By the problem objects Klinkrad meant two large European satellites - Envisat and ERS-1.The first of them was launched in 2002 and is the heaviest of the ESA satellites in history - 8211 kg. By comparison, the potential goals of CleanSpace One seem a little frivolous. For ten years, the satellite successfully performed the tasks assigned to it, until April 8, 2012, communication with it was lost. After unsuccessful attempts to restore it, on May 9 of the same year, the ESA leadership announced the termination of the mission. Since then, the satellite has been in its former sun-synchronous orbit with an average altitude of 790 km.
ERS-1 is a research satellite that was launched back in 1991. Its mass is 2400 kg, and the main task in a sun-synchronous orbit with an altitude of 758 km was to survey the Earth. During its operation, the satellite sent more than 1.5 million photographs and helped make several important scientific discoveries. In particular, it was he who helped discover the subglacial Lake Vostok in Antarctica. On March 10, 2000, the onboard attitude control system failed, after which ERS-1 continues to move in Earth orbit.

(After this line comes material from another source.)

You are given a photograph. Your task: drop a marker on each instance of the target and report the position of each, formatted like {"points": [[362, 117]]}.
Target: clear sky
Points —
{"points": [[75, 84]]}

Now it is difficult to even approximately estimate how much it will cost to de-orbit such large objects. Nevertheless, ESA believes that the time for active action has already come. If in the near future countries with space programs do not begin to clean up after themselves, then in a couple of years it will become simply impossible to fly into space.
TAMU Space Sweeper
Jonathan Missel, a designer and scientist at the University of Texas, and his colleagues proposed their own way of cleaning near-earth space. The project was named TAMU Space Sweeper, and the developed satellite-cleaner - Sling-Sat. According to Missel, the project is designed to remove space debris from orbit as inexpensively as possible.
The uniqueness of the project is that the satellite will be reusable. Like the Swiss CleanSpace One, it will not have to go into the atmosphere with the garbage and burn there. A special manipulator arm will allow you to catch objects and change their trajectory so that they are sent to burn into the atmosphere, while the Sling-Sat itself will continue to hunt for new garbage. Another unique feature is that the satellite will receive most of its energy from debris, which will make it possible to do without bulky power sources, and, therefore, significantly reduce the cost of launching Sling-Sat from Earth.

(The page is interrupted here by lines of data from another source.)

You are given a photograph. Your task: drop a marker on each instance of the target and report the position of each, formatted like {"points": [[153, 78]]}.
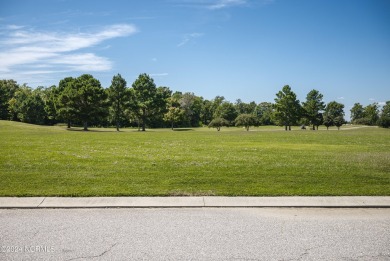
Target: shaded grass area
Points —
{"points": [[51, 161]]}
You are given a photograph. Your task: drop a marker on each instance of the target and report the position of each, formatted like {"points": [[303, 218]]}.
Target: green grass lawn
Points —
{"points": [[266, 161]]}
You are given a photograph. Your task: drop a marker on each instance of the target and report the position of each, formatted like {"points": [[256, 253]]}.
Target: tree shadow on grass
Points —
{"points": [[183, 129]]}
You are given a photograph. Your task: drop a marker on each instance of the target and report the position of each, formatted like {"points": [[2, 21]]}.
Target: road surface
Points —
{"points": [[195, 234]]}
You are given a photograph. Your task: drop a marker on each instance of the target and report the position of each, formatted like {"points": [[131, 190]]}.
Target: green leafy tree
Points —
{"points": [[28, 105], [50, 98], [246, 120], [245, 108], [264, 112], [7, 92], [357, 112], [206, 113], [227, 111], [147, 99], [371, 113], [83, 99], [174, 115], [384, 119], [327, 121], [65, 101], [218, 123], [334, 114], [118, 97], [313, 108], [338, 121], [287, 108]]}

The project looks very attractive. But so far there is no exact information about its cost and terms of practical implementation.
Russian view of the problem
The Russian rocket and space corporation Energia is developing its own solution for cleaning near space. At the same time, the project being created will allow not only cleaning the orbit of trash, but also repairing faulty spacecraft. And the approach proposed by Russian specialists is not at all similar to all those presented earlier.
For the project of the space cleaner Energia is developing a special manned spacecraft. The crew of the spacecraft will consist of two cosmonauts, and the maximum flight duration will be about two weeks. During the flight, the repair ship will be able to approach problematic meteorological satellites and Earth remote sensing devices, inspect them, and also carry out repairs. The equipment is expected to make it possible to replace satellite units, refuel them, repair solar panels, and even move satellites to other orbits.
For the repair, special robotic manipulators will be used, the positioning accuracy of which will not be inferior to human hands. In difficult situations, cosmonauts will carry out space walks for repairs. Well, and in the case when the repair is impractical, the ship will allow you to send a satellite to Earth, where it will burn up in the atmosphere.
According to the head of Energia, Vitaly Lopota, in the future it will be possible to provide services for the removal of inoperative satellites from orbit on a commercial basis, and this should be very profitable.Initially, testing will take place in unmanned mode. The first manned flight is scheduled for 2018.